QHPs are sold in federal- or state-run forums (referred to as Marketplaces or Exchanges) where you can shop for coverage online or over the phone.

It is important to know that if you are already enrolled in Medicare, you do not need to change your health coverage and will not receive coverage through the Marketplaces.

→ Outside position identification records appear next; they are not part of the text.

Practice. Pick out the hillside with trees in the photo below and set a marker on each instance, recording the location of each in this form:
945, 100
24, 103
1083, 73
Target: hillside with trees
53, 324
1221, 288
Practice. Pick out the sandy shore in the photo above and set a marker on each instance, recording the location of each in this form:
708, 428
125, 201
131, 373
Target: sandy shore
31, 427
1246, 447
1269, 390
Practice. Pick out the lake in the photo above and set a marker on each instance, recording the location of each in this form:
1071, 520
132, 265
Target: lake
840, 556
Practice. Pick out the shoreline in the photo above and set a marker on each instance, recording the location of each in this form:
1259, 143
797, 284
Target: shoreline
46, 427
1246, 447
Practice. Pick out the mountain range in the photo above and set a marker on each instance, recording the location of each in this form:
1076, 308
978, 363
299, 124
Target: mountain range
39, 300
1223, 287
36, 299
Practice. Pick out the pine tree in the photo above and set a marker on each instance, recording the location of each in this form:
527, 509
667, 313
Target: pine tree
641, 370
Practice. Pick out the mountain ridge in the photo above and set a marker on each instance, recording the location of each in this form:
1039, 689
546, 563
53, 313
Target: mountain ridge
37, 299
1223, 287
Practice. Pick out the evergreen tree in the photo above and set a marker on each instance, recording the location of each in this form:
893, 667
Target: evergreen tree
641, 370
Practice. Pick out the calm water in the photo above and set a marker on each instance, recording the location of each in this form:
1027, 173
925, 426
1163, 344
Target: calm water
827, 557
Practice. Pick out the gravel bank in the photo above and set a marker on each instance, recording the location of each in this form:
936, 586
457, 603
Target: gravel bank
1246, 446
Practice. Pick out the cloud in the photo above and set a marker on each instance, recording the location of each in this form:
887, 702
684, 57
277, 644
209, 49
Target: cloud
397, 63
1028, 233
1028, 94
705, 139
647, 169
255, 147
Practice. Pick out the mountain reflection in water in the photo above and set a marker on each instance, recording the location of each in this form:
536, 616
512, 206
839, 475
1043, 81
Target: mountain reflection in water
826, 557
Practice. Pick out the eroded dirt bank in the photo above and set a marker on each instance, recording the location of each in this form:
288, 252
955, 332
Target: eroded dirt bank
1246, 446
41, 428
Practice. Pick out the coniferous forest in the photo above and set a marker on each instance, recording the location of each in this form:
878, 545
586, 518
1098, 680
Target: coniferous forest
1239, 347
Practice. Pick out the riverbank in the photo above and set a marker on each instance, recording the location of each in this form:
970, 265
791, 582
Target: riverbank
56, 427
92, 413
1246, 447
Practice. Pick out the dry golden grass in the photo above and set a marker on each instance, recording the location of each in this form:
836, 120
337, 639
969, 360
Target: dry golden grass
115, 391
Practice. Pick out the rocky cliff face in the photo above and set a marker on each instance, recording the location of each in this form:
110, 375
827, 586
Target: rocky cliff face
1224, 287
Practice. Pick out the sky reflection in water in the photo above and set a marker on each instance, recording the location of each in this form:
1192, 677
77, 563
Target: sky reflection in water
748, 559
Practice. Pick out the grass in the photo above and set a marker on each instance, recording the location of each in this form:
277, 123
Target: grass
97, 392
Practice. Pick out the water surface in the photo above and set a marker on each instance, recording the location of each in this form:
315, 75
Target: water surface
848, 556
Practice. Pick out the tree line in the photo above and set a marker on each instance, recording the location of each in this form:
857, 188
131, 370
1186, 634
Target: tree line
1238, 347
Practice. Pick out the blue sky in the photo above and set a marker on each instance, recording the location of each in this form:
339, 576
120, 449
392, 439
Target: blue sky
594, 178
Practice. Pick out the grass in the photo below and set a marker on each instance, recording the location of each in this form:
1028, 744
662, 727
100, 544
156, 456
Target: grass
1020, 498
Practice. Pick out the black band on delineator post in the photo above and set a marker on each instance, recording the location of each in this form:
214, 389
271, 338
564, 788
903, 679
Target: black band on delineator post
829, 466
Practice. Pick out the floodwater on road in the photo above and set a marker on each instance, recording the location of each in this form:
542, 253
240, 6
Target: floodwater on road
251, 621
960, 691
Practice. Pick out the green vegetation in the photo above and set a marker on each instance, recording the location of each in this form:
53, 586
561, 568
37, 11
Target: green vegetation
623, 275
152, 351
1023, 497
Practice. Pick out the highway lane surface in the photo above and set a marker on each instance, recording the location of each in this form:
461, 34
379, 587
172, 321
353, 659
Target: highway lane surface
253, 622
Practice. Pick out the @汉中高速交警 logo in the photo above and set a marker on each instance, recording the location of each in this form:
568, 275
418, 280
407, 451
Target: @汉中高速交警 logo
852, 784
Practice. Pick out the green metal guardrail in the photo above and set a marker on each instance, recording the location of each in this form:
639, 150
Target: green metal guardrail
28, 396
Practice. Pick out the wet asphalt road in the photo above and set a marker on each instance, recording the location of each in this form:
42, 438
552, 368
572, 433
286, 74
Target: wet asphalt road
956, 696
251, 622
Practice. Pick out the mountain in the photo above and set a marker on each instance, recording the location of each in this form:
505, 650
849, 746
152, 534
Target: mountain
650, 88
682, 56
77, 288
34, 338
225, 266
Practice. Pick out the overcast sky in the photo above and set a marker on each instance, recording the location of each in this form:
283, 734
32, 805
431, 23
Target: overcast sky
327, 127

  • No type of Medicare coverage is sold through the Marketplaces
  • It is illegal for someone to sell you a QHP if they know you have Medicare
  • In most cases, you are ineligible for cost assistance (tax credits) to help pay for your QHP premium
  • There is no guarantee that a QHP will pay for your care if you have or are eligible for other insurance—meaning you may have little or no coverage
  • You may experience gaps in coverage and incur Medicare late enrollment penalties when attempting to re-enroll in Medicare

If you currently have a QHP and are becoming eligible for Medicare, in most cases you should disenroll from your QHP and enroll in Medicare. However, there are a few circumstances in which you might choose to delay Medicare enrollment to stay in a QHP.

Note: There are different rules if you are enrolled in a Small Business Health Options Program (SHOP) plan.